Nur, was bedeutet das? Das Volumen der grauen Substanz, in der die Zellkörper der Nervenzellen der Hirnrinde sitzen, variiert im Laufe des Lebens von Natur aus stark und hängt von einer Reihe von Faktoren ab – ob eine Veränderung gut oder schlecht ist, lässt sich kaum sagen. So ging in einer japanischen Studie von 2013 ausgiebiger TV-Konsum bei Kindern und Jugendlichen sogar mit einem erhöhten Volumen der grauen Masse einher.

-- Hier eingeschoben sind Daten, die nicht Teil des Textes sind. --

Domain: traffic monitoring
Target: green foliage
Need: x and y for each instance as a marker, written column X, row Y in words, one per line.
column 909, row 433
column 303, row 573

Diese widersprüchlichen Befunde machen es Videospielanhängern wie -gegnern leicht, sich die zu ihrem Weltbild passenden Ergebnisse herauszupicken. Sicher ist: Wer viel Zeit am Bildschirm verbringt, dem fehlt sie für anderes. «Mit Computerspielen ist es wie mit Rotwein», zieht die Schweizer Neurowissenschaftlerin Daphne Bavelier einen Vergleich: Moderat genossen könne man sich daran erfreuen, und womöglich fördere er sogar die Gesundheit. In grossen Mengen jedoch schade er.

Die Erstversion dieses Beitrags erschien am 15. Dezember 2015.